Stefan Bradl: «Meine neuen 2014-Honda fast fertig»

Von Günther Wiesinger
MotoGP
Stefan Bradl fliegt am 31. Januar zum ersten Test nach Malaysia. Vorher gibt es noch Zwischenstopps in Vicenza und Kitzbühel.

Stefan Bradl wird am morgigen Donnerstag mit dem Mercedes Sprinter des Motorrad-Studios von Onkel Max und Papa Helmut in Zahling nach Italien fahren, weil er von LCR-Honda-Teambesitzer Lucio Cecchinello eine der beiden Honda-CRF 250R-Maschinen übernimmt, mit denen er im Dezember in Frankreich (bei Ex-Cross-Weltmeister Yves de Maria) und in Spanien Supermoto, Motocross und Dirt-Track geübt hat. Mit dieser Crossmaschine will er dann in Deutschland trainieren. Bradl: «Sandro Cortese hat mich auch gefragt, ob wir mal zusammen trainieren sollen.»

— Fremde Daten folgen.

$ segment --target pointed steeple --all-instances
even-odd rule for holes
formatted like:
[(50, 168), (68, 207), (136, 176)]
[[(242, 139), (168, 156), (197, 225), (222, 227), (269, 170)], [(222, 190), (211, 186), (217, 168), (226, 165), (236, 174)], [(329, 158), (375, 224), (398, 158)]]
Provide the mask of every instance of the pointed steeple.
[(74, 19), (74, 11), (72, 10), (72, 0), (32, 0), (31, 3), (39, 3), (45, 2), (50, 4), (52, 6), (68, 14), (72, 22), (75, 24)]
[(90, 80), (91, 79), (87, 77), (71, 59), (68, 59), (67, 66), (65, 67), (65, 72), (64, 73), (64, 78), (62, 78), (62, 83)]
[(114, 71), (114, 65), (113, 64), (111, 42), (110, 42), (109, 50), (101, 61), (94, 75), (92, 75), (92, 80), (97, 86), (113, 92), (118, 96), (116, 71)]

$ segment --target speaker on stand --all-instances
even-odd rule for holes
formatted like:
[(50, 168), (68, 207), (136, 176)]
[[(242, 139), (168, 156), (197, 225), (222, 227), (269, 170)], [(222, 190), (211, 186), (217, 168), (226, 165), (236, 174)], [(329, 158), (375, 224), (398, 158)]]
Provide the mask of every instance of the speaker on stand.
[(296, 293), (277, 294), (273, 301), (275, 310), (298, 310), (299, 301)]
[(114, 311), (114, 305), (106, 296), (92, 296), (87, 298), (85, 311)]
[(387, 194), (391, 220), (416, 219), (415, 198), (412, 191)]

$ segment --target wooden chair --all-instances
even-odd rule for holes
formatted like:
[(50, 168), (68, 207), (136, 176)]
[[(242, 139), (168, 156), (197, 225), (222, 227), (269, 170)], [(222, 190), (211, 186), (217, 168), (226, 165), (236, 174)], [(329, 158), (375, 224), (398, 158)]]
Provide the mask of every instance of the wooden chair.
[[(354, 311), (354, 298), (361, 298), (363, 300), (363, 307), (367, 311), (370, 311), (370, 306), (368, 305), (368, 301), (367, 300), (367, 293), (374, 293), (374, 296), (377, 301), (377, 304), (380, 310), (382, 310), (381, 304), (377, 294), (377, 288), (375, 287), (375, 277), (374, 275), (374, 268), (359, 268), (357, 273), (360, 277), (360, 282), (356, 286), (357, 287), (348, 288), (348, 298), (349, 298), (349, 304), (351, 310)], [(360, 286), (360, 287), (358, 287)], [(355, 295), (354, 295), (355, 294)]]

Er trifft sich mit Cecchinello bei seinen Ausrüstern agv (Helm) und Dainese (Leder) in Vicenza, um sich einen neuen Helm und ein neues Lederkombi für die ersten Sepang-Tests anpassen zu lassen.
Momentan trainiert Bradl sechsmal in der Woche (Montag bis Samstag) eineinhalb Stunden mit seinem neuen Trainer Bernd Thurner. «Zweimal in der Woche gehen wir auf den Trimm-dich-Parcours, dreimal trainiere ich auf dem Ergometer, dazu kommt Lauftraining», erzählt der deutsche MotoGP-Pilot. «Beim ersten und zweiten Mal habe ich noch leichte Schmerzen im rechten Knöchel und Fuss gespürt, den ich mir in Malaysia gebrochen habe. Aber es wird immer besser. Anscheinend ist das Gelenk von der Stabilität inzwischen besser geworden.»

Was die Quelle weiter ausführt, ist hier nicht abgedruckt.